企業の成長は顧客の創造で決まる。
なぜなら、新たな顧客なくして売上の拡大はなく、顧客創造のない未来に、企業の成長発展はないからだ。
この記事では、顧客創造の意味から成功事例、並びに、顧客創造の実践ノウハウについて、詳しく解説する。
顧客創造とは、新たに顧客を創造する活動のことである。
当然ながら、今いる目の前の顧客の存在に満足しているだけでは顧客創造にはならない。
顧客創造の本来の活動は、既存顧客を満足させつつ、潜在顧客に対して商品やサービスを認知してもらい、さらに購入してもらうことだ。
顧客創造という言葉の意味は、経営マネジメントの発明者であるピーター・ドラッカーが提唱したことで知られている。
ドラッカーは「利益がなければ事業は存続できない。そして、利益の源泉は顧客である」という考えで、顧客創造を経営マネジメントの重要な核に位置づけ、経営の目的は「顧客創造にあり」という考えを強く提唱した。
つまり、顧客創造の意味は、経営そのものであり、顧客創造こそが、経営の真の目的なのだ。
一説では、毎年2割の顧客は常に脱落(離脱)していると云われているので、顧客創造がいかに重要な取り組みかお分かり頂けると思う。
顧客創造の成功事例として有名なのは、アマゾン、ユニクロ、デル、この3社の顧客創造戦略である。
何れの企業も独自の戦略で顧客創造に成功しており、小さなベンチャー企業から世界的企業にまで成長している。中小企業であっても有効に機能するお薦めの顧客創造の戦略論なので、ぜひ参考にしてほしい。
アマゾンは、ワンtoワンマーケティングの実践で、顧客創造に成功にしている。ワンtoワンマーケティングとは、顧客一人ひとりの要望に合わせた商品やサービスを提供して、顧客満足度を上げる戦略だが、アマゾンはこのマーケティング戦略を徹底して顧客創造に成功している。
ユニクロは、洋服や肌着の機能性を再定義し、顧客創造に成功している。機能性の再定義とは、商品付加価値を高める(再定義する)戦略だが、ユニクロはこのマーケティング戦略を徹底して顧客創造に成功している。
デル・コンピューターは、アクセスを改善して、顧客創造に成功している。アクセス改善とは、駅から近い、コンビニで買える、ネット購入の利便性が高い、ネット検索で上位に表示される、など等といった、顧客の利便性を高めるアクセス改善を推進する戦略のことだが、デル社はこのマーケティング戦略を徹底して、顧客創造に成功している。
最後に、顧客創造の実践ノウハウについて、詳しく解説する。
顧客創造を実践するうえで、最も重要な作業は自社の顧客を定義し、潜在顧客を発掘することである。

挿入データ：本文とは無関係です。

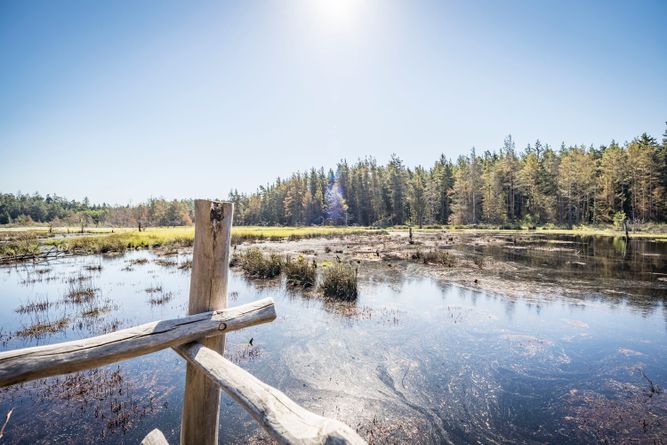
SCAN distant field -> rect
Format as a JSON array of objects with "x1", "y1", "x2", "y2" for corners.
[
  {"x1": 0, "y1": 226, "x2": 387, "y2": 258},
  {"x1": 1, "y1": 223, "x2": 666, "y2": 260}
]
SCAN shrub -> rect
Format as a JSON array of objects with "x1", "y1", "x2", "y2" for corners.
[
  {"x1": 0, "y1": 233, "x2": 40, "y2": 258},
  {"x1": 320, "y1": 262, "x2": 358, "y2": 300},
  {"x1": 499, "y1": 222, "x2": 522, "y2": 230},
  {"x1": 284, "y1": 256, "x2": 317, "y2": 288},
  {"x1": 613, "y1": 211, "x2": 627, "y2": 229},
  {"x1": 411, "y1": 249, "x2": 456, "y2": 267},
  {"x1": 521, "y1": 215, "x2": 537, "y2": 230},
  {"x1": 238, "y1": 248, "x2": 282, "y2": 278}
]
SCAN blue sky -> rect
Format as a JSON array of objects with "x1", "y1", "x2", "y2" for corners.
[{"x1": 1, "y1": 0, "x2": 666, "y2": 204}]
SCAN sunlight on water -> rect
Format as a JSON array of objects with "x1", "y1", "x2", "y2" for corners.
[{"x1": 0, "y1": 245, "x2": 666, "y2": 444}]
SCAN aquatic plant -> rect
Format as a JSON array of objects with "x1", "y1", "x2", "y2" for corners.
[
  {"x1": 80, "y1": 303, "x2": 113, "y2": 318},
  {"x1": 154, "y1": 258, "x2": 178, "y2": 268},
  {"x1": 284, "y1": 256, "x2": 317, "y2": 288},
  {"x1": 15, "y1": 295, "x2": 52, "y2": 314},
  {"x1": 65, "y1": 283, "x2": 97, "y2": 303},
  {"x1": 149, "y1": 291, "x2": 174, "y2": 306},
  {"x1": 40, "y1": 226, "x2": 386, "y2": 258},
  {"x1": 411, "y1": 249, "x2": 456, "y2": 267},
  {"x1": 0, "y1": 232, "x2": 40, "y2": 259},
  {"x1": 145, "y1": 285, "x2": 163, "y2": 294},
  {"x1": 15, "y1": 315, "x2": 70, "y2": 339},
  {"x1": 236, "y1": 248, "x2": 282, "y2": 278},
  {"x1": 320, "y1": 262, "x2": 358, "y2": 300},
  {"x1": 127, "y1": 258, "x2": 149, "y2": 266}
]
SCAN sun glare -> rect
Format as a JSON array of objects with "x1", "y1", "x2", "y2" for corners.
[{"x1": 312, "y1": 0, "x2": 366, "y2": 33}]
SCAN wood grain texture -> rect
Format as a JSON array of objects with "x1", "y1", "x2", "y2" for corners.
[
  {"x1": 175, "y1": 342, "x2": 367, "y2": 445},
  {"x1": 141, "y1": 428, "x2": 169, "y2": 445},
  {"x1": 0, "y1": 298, "x2": 275, "y2": 387},
  {"x1": 180, "y1": 200, "x2": 233, "y2": 445}
]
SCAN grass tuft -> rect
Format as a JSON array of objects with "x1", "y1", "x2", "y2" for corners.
[
  {"x1": 0, "y1": 232, "x2": 40, "y2": 259},
  {"x1": 15, "y1": 296, "x2": 52, "y2": 314},
  {"x1": 149, "y1": 291, "x2": 173, "y2": 306},
  {"x1": 320, "y1": 262, "x2": 358, "y2": 300},
  {"x1": 65, "y1": 284, "x2": 97, "y2": 304},
  {"x1": 411, "y1": 249, "x2": 456, "y2": 267},
  {"x1": 16, "y1": 316, "x2": 70, "y2": 339},
  {"x1": 284, "y1": 256, "x2": 317, "y2": 288},
  {"x1": 236, "y1": 248, "x2": 282, "y2": 278}
]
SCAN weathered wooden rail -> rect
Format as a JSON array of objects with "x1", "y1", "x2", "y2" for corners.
[{"x1": 0, "y1": 200, "x2": 366, "y2": 445}]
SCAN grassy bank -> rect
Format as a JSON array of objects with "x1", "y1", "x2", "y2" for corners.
[
  {"x1": 0, "y1": 232, "x2": 41, "y2": 258},
  {"x1": 33, "y1": 226, "x2": 386, "y2": 256},
  {"x1": 2, "y1": 222, "x2": 666, "y2": 261}
]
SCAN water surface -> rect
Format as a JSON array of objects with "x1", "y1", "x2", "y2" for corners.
[{"x1": 0, "y1": 239, "x2": 666, "y2": 444}]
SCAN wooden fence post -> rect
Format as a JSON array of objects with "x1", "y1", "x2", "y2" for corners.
[{"x1": 180, "y1": 200, "x2": 233, "y2": 445}]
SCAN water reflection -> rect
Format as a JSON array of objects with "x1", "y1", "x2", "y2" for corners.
[{"x1": 0, "y1": 245, "x2": 665, "y2": 444}]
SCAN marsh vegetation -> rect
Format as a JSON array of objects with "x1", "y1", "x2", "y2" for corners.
[
  {"x1": 320, "y1": 261, "x2": 358, "y2": 300},
  {"x1": 0, "y1": 229, "x2": 666, "y2": 444},
  {"x1": 284, "y1": 256, "x2": 317, "y2": 288},
  {"x1": 235, "y1": 248, "x2": 283, "y2": 279}
]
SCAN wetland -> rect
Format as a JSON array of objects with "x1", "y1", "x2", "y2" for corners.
[{"x1": 0, "y1": 230, "x2": 666, "y2": 444}]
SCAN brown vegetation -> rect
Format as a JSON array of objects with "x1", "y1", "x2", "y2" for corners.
[
  {"x1": 320, "y1": 262, "x2": 358, "y2": 300},
  {"x1": 284, "y1": 256, "x2": 317, "y2": 288}
]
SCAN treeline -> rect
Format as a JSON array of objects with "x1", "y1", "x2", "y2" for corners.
[
  {"x1": 0, "y1": 194, "x2": 193, "y2": 228},
  {"x1": 4, "y1": 130, "x2": 666, "y2": 228},
  {"x1": 229, "y1": 130, "x2": 667, "y2": 227}
]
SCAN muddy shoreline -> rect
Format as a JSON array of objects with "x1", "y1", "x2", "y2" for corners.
[{"x1": 229, "y1": 230, "x2": 667, "y2": 306}]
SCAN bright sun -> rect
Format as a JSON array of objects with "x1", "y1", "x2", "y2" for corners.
[{"x1": 312, "y1": 0, "x2": 365, "y2": 33}]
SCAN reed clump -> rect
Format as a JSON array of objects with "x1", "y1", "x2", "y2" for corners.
[
  {"x1": 81, "y1": 304, "x2": 112, "y2": 318},
  {"x1": 16, "y1": 316, "x2": 70, "y2": 339},
  {"x1": 284, "y1": 256, "x2": 317, "y2": 288},
  {"x1": 0, "y1": 233, "x2": 40, "y2": 259},
  {"x1": 236, "y1": 248, "x2": 282, "y2": 278},
  {"x1": 320, "y1": 262, "x2": 358, "y2": 300},
  {"x1": 65, "y1": 284, "x2": 97, "y2": 303},
  {"x1": 15, "y1": 295, "x2": 52, "y2": 314},
  {"x1": 178, "y1": 259, "x2": 192, "y2": 270},
  {"x1": 411, "y1": 249, "x2": 456, "y2": 267},
  {"x1": 149, "y1": 290, "x2": 174, "y2": 305}
]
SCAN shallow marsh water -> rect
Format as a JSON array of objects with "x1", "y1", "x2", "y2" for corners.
[
  {"x1": 455, "y1": 233, "x2": 667, "y2": 299},
  {"x1": 0, "y1": 236, "x2": 666, "y2": 444}
]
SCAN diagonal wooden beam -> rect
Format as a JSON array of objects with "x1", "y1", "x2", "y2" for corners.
[
  {"x1": 175, "y1": 342, "x2": 367, "y2": 445},
  {"x1": 0, "y1": 297, "x2": 276, "y2": 387},
  {"x1": 141, "y1": 428, "x2": 169, "y2": 445}
]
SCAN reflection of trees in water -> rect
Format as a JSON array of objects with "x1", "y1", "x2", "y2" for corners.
[{"x1": 458, "y1": 234, "x2": 666, "y2": 303}]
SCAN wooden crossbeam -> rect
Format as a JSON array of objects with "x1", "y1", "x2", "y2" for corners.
[{"x1": 0, "y1": 298, "x2": 276, "y2": 387}]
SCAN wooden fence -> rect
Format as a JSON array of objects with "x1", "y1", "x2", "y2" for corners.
[{"x1": 0, "y1": 200, "x2": 365, "y2": 445}]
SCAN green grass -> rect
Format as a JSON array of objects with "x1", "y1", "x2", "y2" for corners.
[
  {"x1": 284, "y1": 255, "x2": 317, "y2": 288},
  {"x1": 235, "y1": 248, "x2": 282, "y2": 278},
  {"x1": 2, "y1": 222, "x2": 665, "y2": 260},
  {"x1": 0, "y1": 232, "x2": 40, "y2": 258},
  {"x1": 45, "y1": 228, "x2": 194, "y2": 254},
  {"x1": 232, "y1": 226, "x2": 385, "y2": 242},
  {"x1": 320, "y1": 262, "x2": 358, "y2": 300},
  {"x1": 37, "y1": 226, "x2": 386, "y2": 256},
  {"x1": 411, "y1": 249, "x2": 456, "y2": 266}
]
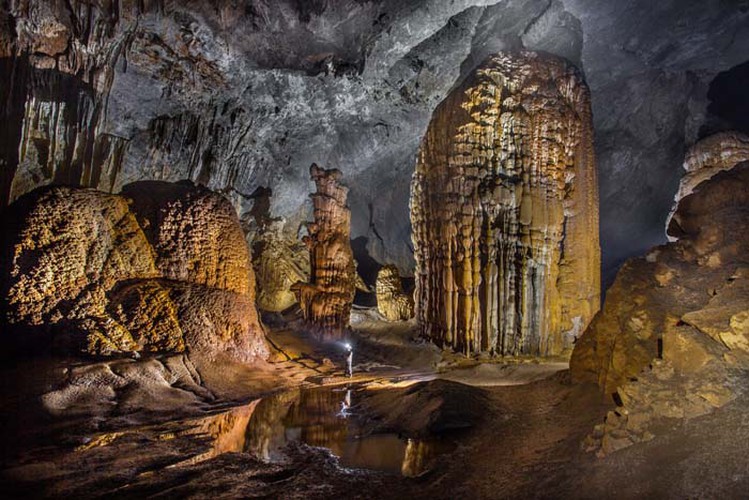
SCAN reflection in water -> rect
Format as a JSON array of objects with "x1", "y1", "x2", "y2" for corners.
[{"x1": 241, "y1": 385, "x2": 451, "y2": 476}]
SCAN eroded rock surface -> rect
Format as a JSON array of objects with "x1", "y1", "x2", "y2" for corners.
[
  {"x1": 572, "y1": 160, "x2": 749, "y2": 455},
  {"x1": 246, "y1": 192, "x2": 311, "y2": 314},
  {"x1": 411, "y1": 51, "x2": 600, "y2": 357},
  {"x1": 292, "y1": 165, "x2": 356, "y2": 338},
  {"x1": 1, "y1": 183, "x2": 267, "y2": 361},
  {"x1": 376, "y1": 265, "x2": 414, "y2": 322}
]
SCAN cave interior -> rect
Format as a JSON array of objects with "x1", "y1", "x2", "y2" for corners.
[{"x1": 1, "y1": 1, "x2": 749, "y2": 498}]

そのためにすべきことは、自社の顧客は誰で、その顧客に対する提供価値は何で、その提供価値を高めるために今の事業は将来どうあるべきか、という3つのポイントを明快にすること。
そして、ライバルは誰で、ライバルとの差別化は何で、その差別化によって創造できる理想の顧客は誰か、という3つのポイントを徹底的に議論し、掘り下げることである。
このプロセスを経て、しっかり顧客を定義付けできると、自社の顧客が明確になり、潜在顧客へのアプローチが鮮明になる。
潜在顧客へのアプローチは前章で解説した成功事例を参考に、自社に適した戦略を検討することが重要で、この戦略がマッチすると、顧客創造と共に、企業の成長が一段と加速する。
なお、顧客創造を加速する営業ノウハウに関しては当サイト内の「売上を拡大する営業戦略の実践ノウハウ」で詳しく解説しているので、是非とも参考にしてほしい。
顧客創造は会社経営の根幹です。この活動が充実している会社ほど成長します。顧客創造で最も大切なことはターゲット顧客を明確に定義付けることです。ここが曖昧だと、全ての行動が失敗に終わります。成功の秘訣は、周囲の変化を冷静かつ客観的に捉えて「顧客は誰で、どこにいるのか?」を常に問い続けることです。